17 Responses to “I Feel Your Pain Lindsay Lohan”

  1. WonderLove 25. Jul, 2007 at 2:49 pm #

    LMBAO! Menudo, huh? LOL! Get a load Ricki’s Spanglish! Sure, Ricki has load of dough and he tried to get back in the game with Amerie as his video interest…his time is up..

    Now, you, Leon, should drop that Dry Humping on Your Mama’s Couch album..that’s what I’m waiting on!

    El DeBarge is so gonna punch you in the face one day! LOL!

  2. WonderLove 25. Jul, 2007 at 2:49 pm #

    Oh, and by the way:

    FIRST!!! IT’S A CELEBRATION, BITCHES!!! Grab a drink, grab a glass..

  3. WonderLove 25. Jul, 2007 at 2:51 pm #

    Oh, Blohan isn’t gonna quit her addiction any time soon…

    No comment on Beyonce’s fall, Leon? You slippin’!

    Karma is an equal opportunity Byooooiiiieeeee!

  4. Xquizzyt1 25. Jul, 2007 at 3:40 pm #

    You’re just hopeless. LMAO I came here wondering what you were up to and *throwing hands up* I’m just mad at you. And TRULY mad that “pubic hair” in Spanish is “hair de la publica.” I just give up. You’re a mess. LOL

  5. Arjewtino 25. Jul, 2007 at 4:10 pm #

    Everyone knows that I was the real star of Menudo, so stop taking credit for our meteoric rise to and sad descent from stardom.

    P.S. “EL SUCIO TIENE HAIR DE LA PUBLICA”. You had public hair?

  6. Hustleman 25. Jul, 2007 at 4:16 pm #

    LOL @ Arjewtino! That’s why I put the disclaimer there! I admit that it’s fiction! I got cut on the third episode of “Making The Band: Menudo” LOL

    @ Xquizzyt1, maybe I should have done my research on the actual translation of “pubic hair”

    @ Wonderlove, I still haven’t seen the Beyonce clip yet. It’s been emailed to me at least 3 or 4 times, though…so I’ll take a look real quick.

  7. CHEVON 25. Jul, 2007 at 4:55 pm #

    poor thing. it must have been hard. just getting the boot like that…and through it all, you overcame. you truly are role model and hero to us all. You and your pubic hair.

  8. Jabari Talib 25. Jul, 2007 at 6:05 pm #

    Mean Girls was a really funny movie. My ex-girlfriend made me watch it and I am glad she did. I hope Lohan can get it together too. In other news, I am surprised you didn’t want to be a member of New Edition. The NE lineup changed almost as much as Menudo.

  9. Hustleman 25. Jul, 2007 at 6:13 pm #

    @ Jabari, I said Menudo since it’s funnier…and because I’m not hispanic, but I look like it to most people.

    @ Chevon, me and my pubic hair appreciate the recognition! You are a great one yourself. You could be the Coretta Scott to my Dr. King!

  10. Hassan 25. Jul, 2007 at 11:20 pm #

    Lindsey is a sad sad case.

    When she was barely legal she had crossover appeal. She could act, she could (kinda) sing, she had a hellified rack, and was kinda thick in a way that made a brotha take notice.

    She was the Michael Jackson, Lionel Richie, and Prince of tail. A true prodigy. She was the kinda white girl that would get us in trouble when we were out with our girls. Yet the white guys never held any extra fullness in the hips and heft in the chest against her.

    Commerically she was smarter than Jessica Simpson, could act better than J-Lo, and was younger than Halle.

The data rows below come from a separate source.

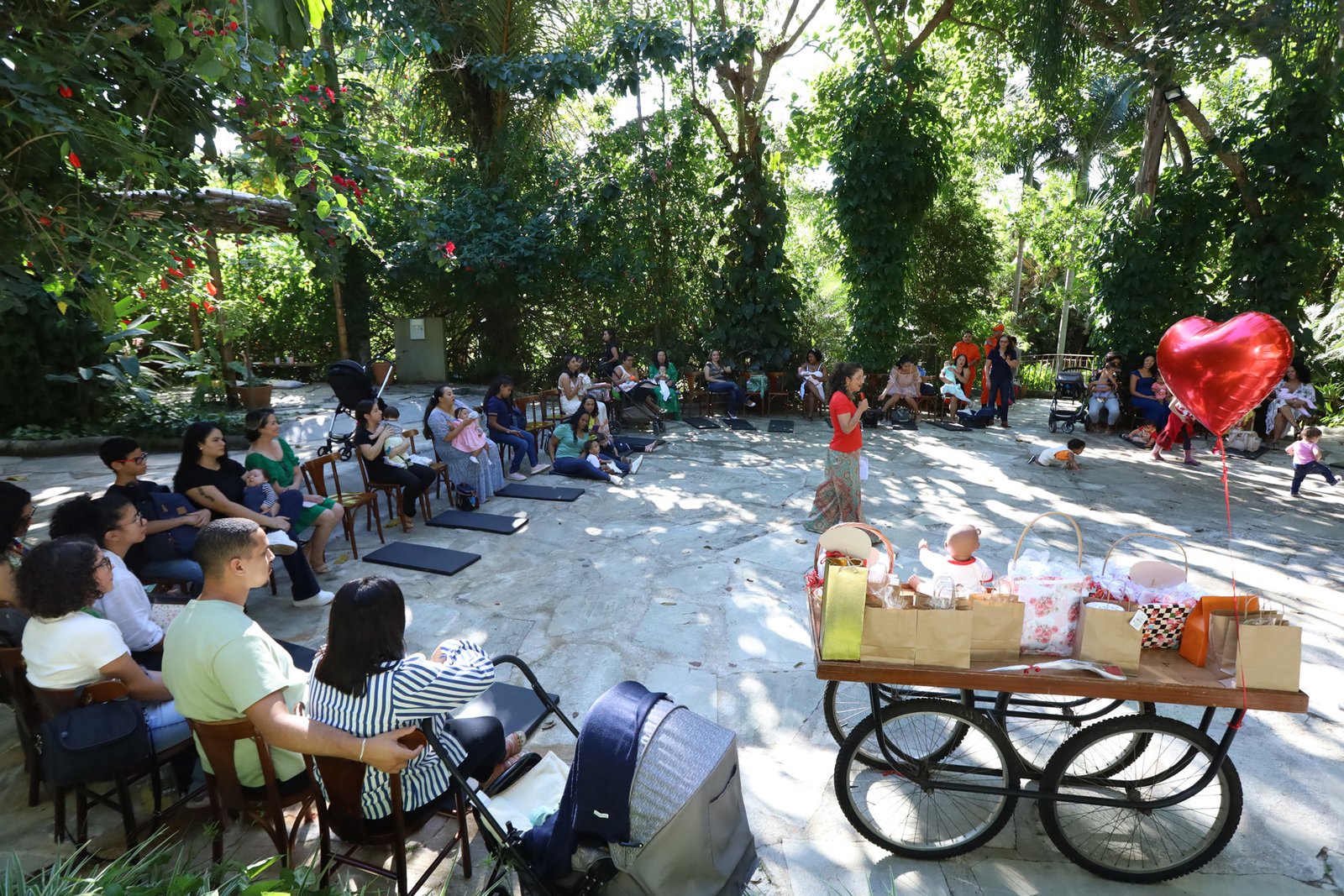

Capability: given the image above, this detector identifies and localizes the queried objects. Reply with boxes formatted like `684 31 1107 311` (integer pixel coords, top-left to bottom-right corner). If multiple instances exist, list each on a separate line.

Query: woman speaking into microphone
802 361 869 532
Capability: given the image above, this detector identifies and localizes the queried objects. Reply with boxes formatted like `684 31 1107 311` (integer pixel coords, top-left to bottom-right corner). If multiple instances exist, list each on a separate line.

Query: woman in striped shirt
307 576 524 820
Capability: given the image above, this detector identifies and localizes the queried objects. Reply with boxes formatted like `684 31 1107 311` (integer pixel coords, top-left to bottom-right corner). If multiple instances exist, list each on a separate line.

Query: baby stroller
1050 367 1089 432
323 358 396 461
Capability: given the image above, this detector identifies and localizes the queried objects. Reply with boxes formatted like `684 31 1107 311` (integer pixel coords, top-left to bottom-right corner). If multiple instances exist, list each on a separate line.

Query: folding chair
186 719 331 870
304 731 472 896
300 451 387 560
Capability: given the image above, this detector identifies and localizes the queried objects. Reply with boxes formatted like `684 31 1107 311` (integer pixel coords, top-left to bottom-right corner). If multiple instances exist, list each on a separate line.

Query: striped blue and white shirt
307 641 495 818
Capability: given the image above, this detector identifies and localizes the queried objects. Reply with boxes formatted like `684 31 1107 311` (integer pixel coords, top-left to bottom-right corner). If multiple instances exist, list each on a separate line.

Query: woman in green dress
649 348 681 421
244 407 345 575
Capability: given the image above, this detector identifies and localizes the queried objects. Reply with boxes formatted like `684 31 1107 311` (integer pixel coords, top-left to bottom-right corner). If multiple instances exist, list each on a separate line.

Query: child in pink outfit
453 407 488 464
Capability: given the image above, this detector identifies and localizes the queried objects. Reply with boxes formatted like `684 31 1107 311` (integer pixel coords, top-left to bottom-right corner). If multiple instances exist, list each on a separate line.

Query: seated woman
798 348 827 421
50 491 181 672
879 358 919 428
649 348 681 421
547 408 630 486
244 407 345 575
172 421 334 607
305 576 526 824
612 352 664 421
1265 361 1315 448
486 376 551 482
938 354 970 411
354 398 435 532
18 536 195 762
0 482 32 605
425 385 504 504
703 348 755 419
1129 352 1171 432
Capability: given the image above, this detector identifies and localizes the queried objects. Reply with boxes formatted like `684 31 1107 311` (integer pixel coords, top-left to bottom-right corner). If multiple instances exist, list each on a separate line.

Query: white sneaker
294 591 336 607
266 529 298 556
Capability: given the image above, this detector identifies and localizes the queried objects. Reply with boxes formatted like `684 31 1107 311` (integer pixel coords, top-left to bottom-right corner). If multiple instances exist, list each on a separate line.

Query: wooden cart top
808 602 1308 712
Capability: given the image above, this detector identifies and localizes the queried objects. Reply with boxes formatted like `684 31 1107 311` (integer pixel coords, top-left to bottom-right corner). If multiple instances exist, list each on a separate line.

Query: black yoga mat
453 682 560 735
495 482 583 502
428 511 527 535
363 542 481 575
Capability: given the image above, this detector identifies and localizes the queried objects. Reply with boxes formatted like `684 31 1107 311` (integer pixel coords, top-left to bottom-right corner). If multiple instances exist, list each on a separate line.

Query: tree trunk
1134 81 1168 219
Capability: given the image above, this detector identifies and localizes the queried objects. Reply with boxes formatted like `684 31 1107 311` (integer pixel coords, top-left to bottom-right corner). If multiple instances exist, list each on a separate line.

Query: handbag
38 697 153 787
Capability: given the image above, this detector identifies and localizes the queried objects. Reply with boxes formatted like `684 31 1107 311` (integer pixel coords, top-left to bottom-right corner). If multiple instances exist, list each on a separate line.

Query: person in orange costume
984 324 1004 407
952 331 984 405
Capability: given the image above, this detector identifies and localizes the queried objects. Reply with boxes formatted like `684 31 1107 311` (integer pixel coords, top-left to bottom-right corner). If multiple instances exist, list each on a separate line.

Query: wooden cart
809 599 1308 883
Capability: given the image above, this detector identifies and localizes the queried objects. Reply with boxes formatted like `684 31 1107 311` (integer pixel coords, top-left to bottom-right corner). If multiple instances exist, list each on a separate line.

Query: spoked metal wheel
993 693 1158 778
1040 716 1242 884
836 697 1017 858
822 681 961 767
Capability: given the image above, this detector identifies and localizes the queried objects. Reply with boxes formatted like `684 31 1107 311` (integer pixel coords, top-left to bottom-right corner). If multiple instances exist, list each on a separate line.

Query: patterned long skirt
802 451 864 532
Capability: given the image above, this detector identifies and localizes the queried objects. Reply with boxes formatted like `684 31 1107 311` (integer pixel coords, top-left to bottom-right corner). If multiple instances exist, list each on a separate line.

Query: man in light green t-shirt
163 518 419 787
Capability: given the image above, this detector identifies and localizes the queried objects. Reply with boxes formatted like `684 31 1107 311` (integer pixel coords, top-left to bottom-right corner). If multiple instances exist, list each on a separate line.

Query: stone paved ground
0 387 1344 896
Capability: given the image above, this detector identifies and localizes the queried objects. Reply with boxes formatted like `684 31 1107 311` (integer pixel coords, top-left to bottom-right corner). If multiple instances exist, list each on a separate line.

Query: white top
23 610 130 690
92 548 165 650
919 548 995 595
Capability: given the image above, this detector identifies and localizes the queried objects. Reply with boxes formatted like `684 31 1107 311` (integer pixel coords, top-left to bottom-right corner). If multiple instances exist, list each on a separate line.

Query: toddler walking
1286 426 1340 498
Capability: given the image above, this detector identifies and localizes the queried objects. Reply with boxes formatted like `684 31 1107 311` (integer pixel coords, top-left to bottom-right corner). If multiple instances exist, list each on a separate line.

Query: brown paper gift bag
1208 610 1302 692
1075 600 1144 676
916 605 974 669
970 594 1026 663
858 607 919 666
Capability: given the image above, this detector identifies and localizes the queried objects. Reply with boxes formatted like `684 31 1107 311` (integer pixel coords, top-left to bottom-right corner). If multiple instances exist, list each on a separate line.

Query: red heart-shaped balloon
1158 312 1293 435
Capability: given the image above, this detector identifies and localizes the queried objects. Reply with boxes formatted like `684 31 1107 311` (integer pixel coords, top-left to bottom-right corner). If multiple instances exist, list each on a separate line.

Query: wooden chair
0 647 42 806
761 371 795 414
304 731 472 896
402 430 453 505
354 451 428 529
186 719 331 870
32 681 195 847
300 451 387 560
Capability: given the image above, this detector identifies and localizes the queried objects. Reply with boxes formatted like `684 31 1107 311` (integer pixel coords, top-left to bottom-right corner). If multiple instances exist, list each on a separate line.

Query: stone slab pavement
0 385 1344 896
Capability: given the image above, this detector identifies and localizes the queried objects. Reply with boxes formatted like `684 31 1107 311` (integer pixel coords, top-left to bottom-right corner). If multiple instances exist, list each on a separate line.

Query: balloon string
1214 435 1250 728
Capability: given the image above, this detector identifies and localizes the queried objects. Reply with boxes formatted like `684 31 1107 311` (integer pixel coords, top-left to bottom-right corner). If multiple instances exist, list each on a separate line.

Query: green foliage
822 59 948 369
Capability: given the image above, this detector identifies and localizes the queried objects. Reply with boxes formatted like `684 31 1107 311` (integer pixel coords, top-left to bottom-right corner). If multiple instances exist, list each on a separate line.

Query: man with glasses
98 435 210 594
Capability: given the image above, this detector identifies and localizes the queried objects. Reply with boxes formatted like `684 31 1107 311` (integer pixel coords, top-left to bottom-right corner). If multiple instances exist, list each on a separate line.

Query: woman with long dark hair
172 421 334 607
354 398 435 532
307 576 526 822
802 361 869 532
486 376 551 482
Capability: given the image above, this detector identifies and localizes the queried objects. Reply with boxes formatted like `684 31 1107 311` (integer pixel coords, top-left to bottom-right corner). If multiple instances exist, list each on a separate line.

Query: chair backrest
186 719 280 817
305 731 428 846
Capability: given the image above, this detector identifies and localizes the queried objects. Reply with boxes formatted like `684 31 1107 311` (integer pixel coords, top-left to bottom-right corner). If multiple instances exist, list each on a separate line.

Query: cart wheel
836 697 1017 858
992 693 1158 778
822 681 961 768
1040 716 1242 884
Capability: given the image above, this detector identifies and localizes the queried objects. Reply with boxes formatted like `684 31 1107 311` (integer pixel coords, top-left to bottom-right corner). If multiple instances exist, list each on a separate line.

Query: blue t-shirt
486 395 516 435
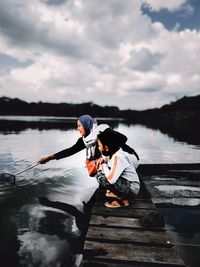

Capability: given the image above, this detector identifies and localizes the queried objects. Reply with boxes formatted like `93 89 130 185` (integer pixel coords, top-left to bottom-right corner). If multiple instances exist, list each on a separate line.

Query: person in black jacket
38 115 109 170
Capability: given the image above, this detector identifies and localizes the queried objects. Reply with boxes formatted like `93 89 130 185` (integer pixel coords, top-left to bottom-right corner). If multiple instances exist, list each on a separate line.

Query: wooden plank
90 215 165 231
90 215 141 228
84 240 184 266
86 226 169 246
95 198 156 210
91 206 158 218
137 163 200 175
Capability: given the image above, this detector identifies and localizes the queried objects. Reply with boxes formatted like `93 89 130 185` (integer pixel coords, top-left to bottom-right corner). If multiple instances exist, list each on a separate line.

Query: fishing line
0 163 39 198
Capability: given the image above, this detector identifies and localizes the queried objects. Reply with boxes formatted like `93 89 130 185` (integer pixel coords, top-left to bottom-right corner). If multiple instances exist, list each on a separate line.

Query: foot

Not that it mattered, what was really important was that she was like the Lebron James spank bank material.

    Sadly, I, like many guys didn’t find this out until she was already on a downward spiral towards Tara Reid-dom.

    A very sad sad cautionary tale for children seeking stardom. I worry she will go even lower and become Maia Campbell… who is another cautionary tale about starring in tv shows with Alfonso Ribeiro. But that tale, amigo, is for another day.

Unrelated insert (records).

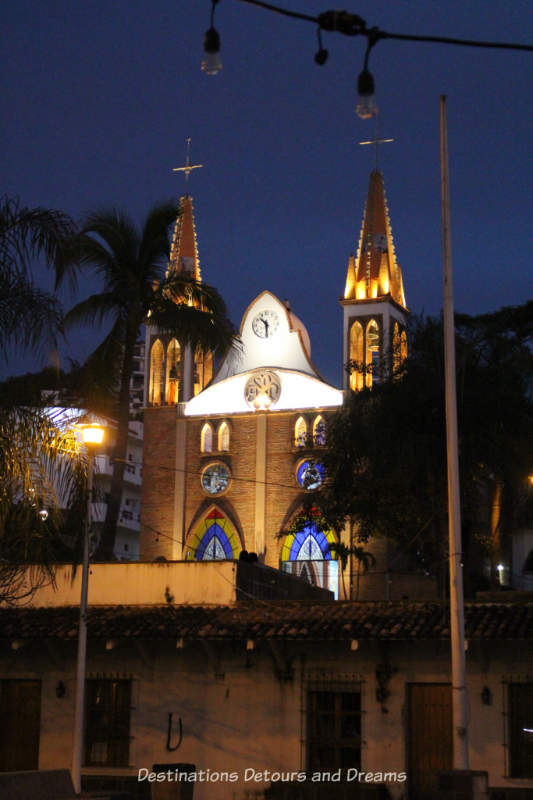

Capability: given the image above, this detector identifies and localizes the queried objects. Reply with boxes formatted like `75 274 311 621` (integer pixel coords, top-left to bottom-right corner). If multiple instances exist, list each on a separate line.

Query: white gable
185 292 342 416
185 369 342 417
213 292 320 383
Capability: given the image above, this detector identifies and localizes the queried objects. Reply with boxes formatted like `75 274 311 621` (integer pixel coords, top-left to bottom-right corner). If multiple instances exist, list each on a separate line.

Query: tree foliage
65 203 239 560
320 303 533 592
0 197 85 602
0 196 75 360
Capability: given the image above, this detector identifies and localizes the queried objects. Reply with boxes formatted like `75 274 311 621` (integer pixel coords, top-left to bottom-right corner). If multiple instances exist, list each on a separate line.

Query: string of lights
202 0 533 119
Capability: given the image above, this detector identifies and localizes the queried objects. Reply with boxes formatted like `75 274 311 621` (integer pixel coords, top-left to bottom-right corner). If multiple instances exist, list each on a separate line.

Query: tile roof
0 602 533 640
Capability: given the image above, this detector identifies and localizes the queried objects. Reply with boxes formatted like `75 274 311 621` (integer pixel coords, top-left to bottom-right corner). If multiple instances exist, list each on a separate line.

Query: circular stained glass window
202 461 231 495
296 459 325 492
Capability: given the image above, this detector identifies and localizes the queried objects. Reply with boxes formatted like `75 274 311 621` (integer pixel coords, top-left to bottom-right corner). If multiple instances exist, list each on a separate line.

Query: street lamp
72 423 104 794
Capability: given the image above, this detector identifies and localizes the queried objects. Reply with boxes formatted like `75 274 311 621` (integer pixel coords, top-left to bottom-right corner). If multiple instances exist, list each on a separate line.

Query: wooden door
407 683 453 800
0 680 41 772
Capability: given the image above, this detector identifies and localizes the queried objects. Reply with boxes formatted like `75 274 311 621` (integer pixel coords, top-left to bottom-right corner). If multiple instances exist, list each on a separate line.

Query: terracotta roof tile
0 602 533 640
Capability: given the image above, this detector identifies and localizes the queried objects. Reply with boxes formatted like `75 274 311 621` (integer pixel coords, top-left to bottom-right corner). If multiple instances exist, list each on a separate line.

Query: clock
252 309 279 339
201 461 231 496
244 369 281 411
296 459 325 492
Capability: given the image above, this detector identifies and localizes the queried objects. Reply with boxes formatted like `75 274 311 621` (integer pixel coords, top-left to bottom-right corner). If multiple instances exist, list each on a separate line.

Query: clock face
296 459 325 492
244 369 281 411
252 309 279 339
202 461 231 495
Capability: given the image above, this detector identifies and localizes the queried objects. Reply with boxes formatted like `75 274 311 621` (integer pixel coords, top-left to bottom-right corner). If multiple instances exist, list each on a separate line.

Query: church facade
140 171 408 596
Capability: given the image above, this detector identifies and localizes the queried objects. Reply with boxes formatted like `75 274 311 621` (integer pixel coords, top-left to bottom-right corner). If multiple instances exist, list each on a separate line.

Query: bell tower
340 169 409 392
145 138 213 406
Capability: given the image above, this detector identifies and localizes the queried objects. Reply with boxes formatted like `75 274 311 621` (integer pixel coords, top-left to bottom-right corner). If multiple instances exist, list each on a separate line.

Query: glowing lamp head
80 422 104 447
355 69 378 119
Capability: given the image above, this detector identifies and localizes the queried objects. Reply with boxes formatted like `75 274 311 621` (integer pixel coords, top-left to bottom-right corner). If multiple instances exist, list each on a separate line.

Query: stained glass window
296 459 325 492
313 416 326 446
218 422 229 451
294 417 307 447
186 507 241 561
281 521 335 561
148 339 165 406
200 422 213 453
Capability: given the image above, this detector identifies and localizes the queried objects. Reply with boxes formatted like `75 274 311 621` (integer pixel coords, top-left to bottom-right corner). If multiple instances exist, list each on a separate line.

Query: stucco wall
0 641 533 800
22 561 236 606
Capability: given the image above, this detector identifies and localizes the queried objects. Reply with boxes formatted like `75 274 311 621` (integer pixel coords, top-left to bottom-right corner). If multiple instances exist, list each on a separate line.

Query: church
0 171 533 800
140 170 408 597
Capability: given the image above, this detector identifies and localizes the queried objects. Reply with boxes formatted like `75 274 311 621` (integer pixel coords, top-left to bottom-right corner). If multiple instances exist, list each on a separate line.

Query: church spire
168 194 202 281
344 169 406 308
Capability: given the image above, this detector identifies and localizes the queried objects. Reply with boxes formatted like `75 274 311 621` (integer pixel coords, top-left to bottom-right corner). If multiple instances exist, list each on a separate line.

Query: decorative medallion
201 461 231 496
296 459 325 492
244 370 281 411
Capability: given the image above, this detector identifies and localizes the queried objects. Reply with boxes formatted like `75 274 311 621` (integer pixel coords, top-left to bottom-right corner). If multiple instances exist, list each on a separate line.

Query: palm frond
0 195 76 286
0 273 62 359
63 292 117 328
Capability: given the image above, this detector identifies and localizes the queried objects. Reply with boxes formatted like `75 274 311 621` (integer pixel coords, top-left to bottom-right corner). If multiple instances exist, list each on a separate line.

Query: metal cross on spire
172 136 203 188
359 117 394 169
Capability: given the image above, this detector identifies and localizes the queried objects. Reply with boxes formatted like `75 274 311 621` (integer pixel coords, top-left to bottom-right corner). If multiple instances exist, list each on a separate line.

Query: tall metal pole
72 447 94 794
440 95 469 769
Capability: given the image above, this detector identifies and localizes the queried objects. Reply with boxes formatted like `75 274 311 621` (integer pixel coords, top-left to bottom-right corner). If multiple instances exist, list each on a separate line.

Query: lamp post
72 424 104 794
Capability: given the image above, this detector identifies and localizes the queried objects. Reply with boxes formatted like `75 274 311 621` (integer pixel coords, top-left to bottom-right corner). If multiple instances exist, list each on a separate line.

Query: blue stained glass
296 461 325 491
289 522 331 561
195 522 233 561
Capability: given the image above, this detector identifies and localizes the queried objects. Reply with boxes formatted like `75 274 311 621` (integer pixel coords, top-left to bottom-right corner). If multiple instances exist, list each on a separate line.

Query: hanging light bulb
355 67 378 119
202 0 222 75
202 28 222 75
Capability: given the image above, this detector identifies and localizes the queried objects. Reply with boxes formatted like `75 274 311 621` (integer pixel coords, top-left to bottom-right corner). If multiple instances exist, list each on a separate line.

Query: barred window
85 679 131 767
509 683 533 778
307 687 361 772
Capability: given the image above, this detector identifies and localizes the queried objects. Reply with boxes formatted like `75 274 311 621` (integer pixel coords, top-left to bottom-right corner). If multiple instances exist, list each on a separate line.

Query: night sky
0 0 533 385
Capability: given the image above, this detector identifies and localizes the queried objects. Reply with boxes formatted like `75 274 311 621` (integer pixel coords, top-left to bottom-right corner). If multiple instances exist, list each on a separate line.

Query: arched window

  11. Mahogany Brown 26. Jul, 2007 at 11:58 am #

    Oh where being a lighskindeded brotha will take you lol!! You got curly hair too huh? And I’m not askin bout your pubes!!! Your spanish is HORRIBLE ROFL!!!!

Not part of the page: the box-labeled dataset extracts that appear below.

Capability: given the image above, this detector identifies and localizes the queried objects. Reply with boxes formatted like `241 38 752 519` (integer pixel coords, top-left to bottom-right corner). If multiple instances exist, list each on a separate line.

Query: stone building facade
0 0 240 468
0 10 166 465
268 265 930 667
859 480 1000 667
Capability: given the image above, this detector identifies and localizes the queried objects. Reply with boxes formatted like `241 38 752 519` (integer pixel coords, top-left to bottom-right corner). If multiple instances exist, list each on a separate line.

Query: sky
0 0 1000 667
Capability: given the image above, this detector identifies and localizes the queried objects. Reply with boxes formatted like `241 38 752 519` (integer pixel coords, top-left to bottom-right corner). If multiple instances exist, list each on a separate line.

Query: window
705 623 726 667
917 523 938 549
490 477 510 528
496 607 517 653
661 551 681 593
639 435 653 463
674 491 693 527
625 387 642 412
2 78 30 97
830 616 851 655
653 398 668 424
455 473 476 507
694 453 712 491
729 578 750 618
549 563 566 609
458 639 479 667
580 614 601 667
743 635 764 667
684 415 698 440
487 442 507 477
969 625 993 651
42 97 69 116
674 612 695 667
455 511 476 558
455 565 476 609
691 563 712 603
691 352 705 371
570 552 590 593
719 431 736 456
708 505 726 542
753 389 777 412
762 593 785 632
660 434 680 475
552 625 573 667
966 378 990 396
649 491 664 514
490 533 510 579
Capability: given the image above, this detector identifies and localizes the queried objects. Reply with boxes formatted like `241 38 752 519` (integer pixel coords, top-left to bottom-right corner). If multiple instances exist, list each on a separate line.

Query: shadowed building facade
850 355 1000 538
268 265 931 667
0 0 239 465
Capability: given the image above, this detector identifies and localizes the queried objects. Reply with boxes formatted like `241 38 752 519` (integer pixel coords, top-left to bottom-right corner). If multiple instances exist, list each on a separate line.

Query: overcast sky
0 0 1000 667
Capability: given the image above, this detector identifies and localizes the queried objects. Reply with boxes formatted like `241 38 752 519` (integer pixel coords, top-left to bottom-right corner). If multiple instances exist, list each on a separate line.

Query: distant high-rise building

  12. MrsADT 26. Jul, 2007 at 5:22 pm #

    That is the funniest ish….OMG I’m at work and could barely contain my laughter..You a fool “El Sucio.”

  13. KraZy34th 27. Jul, 2007 at 10:00 am #

    It’s pendejo, Leon. That’s how you say pubic hair in spanish, cuban-way anyways.

  14. MOTHERSHIP 02. Aug, 2007 at 1:52 pm #

    Tha hell with Lindsay Lohan. She gonna jack people’s car, go nutz and oh, yeah, the brother did it.